According to Business Times, launched on April 1, Cosmic stands out as the first centralised digital platform dedicated to combating money laundering, terrorism financing, and proliferation financing on a worldwide scale. This move follows the enactment of the Financial Services and Markets (Amendment) Act 2023, which, along with its subsidiary legislation, commenced on the same day to provide a solid legal foundation and safeguards for information sharing among financial institutions (FIs).

Cosmic enables participating FIs to exchange customer information when certain “red flags” indicate potential suspicious activities. The platform’s introduction is a testament to MAS’s commitment to ensuring the integrity of the financial sector, mandating participants to establish stringent policies and operational safeguards to maintain the confidentiality of the shared information. This strategic approach allows for the efficient exchange of intelligence on potential criminal activities while protecting legitimate customers.

Significantly, Cosmic was co-developed by MAS and six leading commercial banks in Singapore—OCBC, UOB, DBS, Citibank, HSBC, and Standard Chartered—which will serve as participant FIs during its initial phase. The initiative emphasizes voluntary information sharing focused on addressing key financial crime risks within the commercial banking sector, such as the misuse of legal persons, trade finance, and proliferation financing.

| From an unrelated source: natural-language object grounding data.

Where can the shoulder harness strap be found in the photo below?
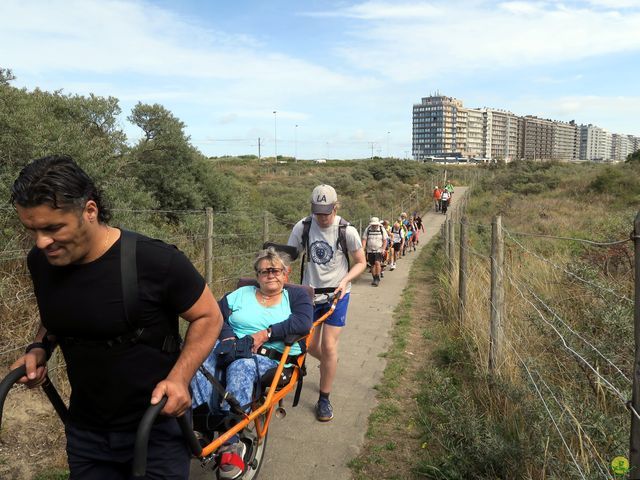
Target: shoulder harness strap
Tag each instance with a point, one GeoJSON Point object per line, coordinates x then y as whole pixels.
{"type": "Point", "coordinates": [342, 241]}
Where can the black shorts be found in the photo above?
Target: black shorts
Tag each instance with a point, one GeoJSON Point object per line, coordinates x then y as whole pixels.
{"type": "Point", "coordinates": [109, 454]}
{"type": "Point", "coordinates": [373, 257]}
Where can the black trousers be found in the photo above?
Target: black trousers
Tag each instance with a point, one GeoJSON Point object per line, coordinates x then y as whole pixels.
{"type": "Point", "coordinates": [109, 455]}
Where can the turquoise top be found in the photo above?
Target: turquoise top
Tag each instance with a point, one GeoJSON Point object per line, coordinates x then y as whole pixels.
{"type": "Point", "coordinates": [248, 316]}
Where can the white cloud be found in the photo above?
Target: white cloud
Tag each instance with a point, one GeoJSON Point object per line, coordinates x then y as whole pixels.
{"type": "Point", "coordinates": [616, 4]}
{"type": "Point", "coordinates": [382, 11]}
{"type": "Point", "coordinates": [115, 37]}
{"type": "Point", "coordinates": [471, 36]}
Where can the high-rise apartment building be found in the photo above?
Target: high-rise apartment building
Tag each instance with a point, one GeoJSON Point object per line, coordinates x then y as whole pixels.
{"type": "Point", "coordinates": [595, 143]}
{"type": "Point", "coordinates": [474, 140]}
{"type": "Point", "coordinates": [442, 127]}
{"type": "Point", "coordinates": [435, 127]}
{"type": "Point", "coordinates": [536, 138]}
{"type": "Point", "coordinates": [621, 146]}
{"type": "Point", "coordinates": [566, 143]}
{"type": "Point", "coordinates": [501, 141]}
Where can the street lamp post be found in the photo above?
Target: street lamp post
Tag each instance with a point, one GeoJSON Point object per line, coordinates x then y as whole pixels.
{"type": "Point", "coordinates": [388, 133]}
{"type": "Point", "coordinates": [275, 134]}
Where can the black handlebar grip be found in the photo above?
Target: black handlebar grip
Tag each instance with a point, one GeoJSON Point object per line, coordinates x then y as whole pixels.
{"type": "Point", "coordinates": [142, 437]}
{"type": "Point", "coordinates": [7, 382]}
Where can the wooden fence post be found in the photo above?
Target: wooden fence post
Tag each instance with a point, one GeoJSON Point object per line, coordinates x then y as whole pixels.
{"type": "Point", "coordinates": [452, 245]}
{"type": "Point", "coordinates": [497, 294]}
{"type": "Point", "coordinates": [265, 227]}
{"type": "Point", "coordinates": [462, 273]}
{"type": "Point", "coordinates": [634, 450]}
{"type": "Point", "coordinates": [445, 240]}
{"type": "Point", "coordinates": [208, 251]}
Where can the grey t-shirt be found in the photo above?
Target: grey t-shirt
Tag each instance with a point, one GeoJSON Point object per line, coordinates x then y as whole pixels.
{"type": "Point", "coordinates": [327, 264]}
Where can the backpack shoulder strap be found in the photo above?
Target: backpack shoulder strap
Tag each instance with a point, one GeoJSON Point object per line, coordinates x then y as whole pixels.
{"type": "Point", "coordinates": [342, 240]}
{"type": "Point", "coordinates": [129, 276]}
{"type": "Point", "coordinates": [306, 226]}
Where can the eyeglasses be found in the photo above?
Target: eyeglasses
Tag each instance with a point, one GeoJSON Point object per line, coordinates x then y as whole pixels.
{"type": "Point", "coordinates": [270, 271]}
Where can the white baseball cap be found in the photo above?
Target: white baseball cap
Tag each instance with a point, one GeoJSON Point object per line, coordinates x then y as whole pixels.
{"type": "Point", "coordinates": [323, 199]}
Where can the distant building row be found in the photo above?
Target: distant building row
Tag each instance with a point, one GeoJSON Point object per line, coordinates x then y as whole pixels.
{"type": "Point", "coordinates": [442, 127]}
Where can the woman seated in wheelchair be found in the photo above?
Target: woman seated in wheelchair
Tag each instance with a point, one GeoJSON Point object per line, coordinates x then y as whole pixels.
{"type": "Point", "coordinates": [256, 321]}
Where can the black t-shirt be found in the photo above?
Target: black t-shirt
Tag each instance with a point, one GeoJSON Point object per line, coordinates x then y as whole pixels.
{"type": "Point", "coordinates": [111, 386]}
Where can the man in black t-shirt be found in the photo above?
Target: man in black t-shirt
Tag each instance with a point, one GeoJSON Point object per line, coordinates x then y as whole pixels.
{"type": "Point", "coordinates": [117, 365]}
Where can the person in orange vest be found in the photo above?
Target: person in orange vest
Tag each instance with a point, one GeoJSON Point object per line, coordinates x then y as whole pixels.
{"type": "Point", "coordinates": [437, 193]}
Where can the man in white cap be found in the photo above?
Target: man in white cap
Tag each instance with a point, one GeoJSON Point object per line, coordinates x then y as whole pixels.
{"type": "Point", "coordinates": [375, 240]}
{"type": "Point", "coordinates": [327, 240]}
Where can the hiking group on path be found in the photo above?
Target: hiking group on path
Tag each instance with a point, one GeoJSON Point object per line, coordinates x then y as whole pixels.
{"type": "Point", "coordinates": [116, 318]}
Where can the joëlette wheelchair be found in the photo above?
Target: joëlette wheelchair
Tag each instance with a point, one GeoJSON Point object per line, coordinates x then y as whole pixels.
{"type": "Point", "coordinates": [207, 432]}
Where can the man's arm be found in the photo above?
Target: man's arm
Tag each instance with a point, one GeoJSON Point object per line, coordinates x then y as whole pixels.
{"type": "Point", "coordinates": [205, 322]}
{"type": "Point", "coordinates": [35, 362]}
{"type": "Point", "coordinates": [359, 266]}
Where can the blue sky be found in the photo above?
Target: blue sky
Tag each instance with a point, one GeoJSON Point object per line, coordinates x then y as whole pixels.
{"type": "Point", "coordinates": [346, 72]}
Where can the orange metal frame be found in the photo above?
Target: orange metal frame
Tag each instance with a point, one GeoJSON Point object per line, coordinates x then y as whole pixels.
{"type": "Point", "coordinates": [273, 396]}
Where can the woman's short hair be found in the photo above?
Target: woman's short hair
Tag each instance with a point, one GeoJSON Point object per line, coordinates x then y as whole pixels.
{"type": "Point", "coordinates": [273, 257]}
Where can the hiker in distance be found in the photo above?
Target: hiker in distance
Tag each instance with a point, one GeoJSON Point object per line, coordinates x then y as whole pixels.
{"type": "Point", "coordinates": [327, 240]}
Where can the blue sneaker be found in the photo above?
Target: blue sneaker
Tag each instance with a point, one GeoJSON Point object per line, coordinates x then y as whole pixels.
{"type": "Point", "coordinates": [324, 410]}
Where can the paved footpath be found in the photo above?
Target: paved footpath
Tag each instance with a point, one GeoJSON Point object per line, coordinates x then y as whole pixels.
{"type": "Point", "coordinates": [299, 447]}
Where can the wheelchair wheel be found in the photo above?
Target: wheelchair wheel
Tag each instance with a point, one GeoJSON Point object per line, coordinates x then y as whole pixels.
{"type": "Point", "coordinates": [255, 451]}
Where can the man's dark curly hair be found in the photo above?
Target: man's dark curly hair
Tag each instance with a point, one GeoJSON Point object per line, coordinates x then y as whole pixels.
{"type": "Point", "coordinates": [59, 182]}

Loo Siew Yee, assistant managing director for policy, payments, and financial crime at MAS, highlighted that Cosmic enhances the existing collaboration between the industry and law enforcement authorities, fortifying Singapore’s reputation as a well-regulated and trusted financial hub. Similarly, Pua Xiao Wei of Citi Singapore and Loretta Yuen of OCBC have expressed their institutions’ support for Cosmic, noting its potential to ramp up anti-money laundering efforts and its significance as a development in the banking sector’s ability to combat financial crimes efficiently. DBS’ Lam Chee Kin also praised Cosmic as a “game changer,” emphasizing the careful balance between combating financial crime and ensuring legitimate customers’ access to financial services.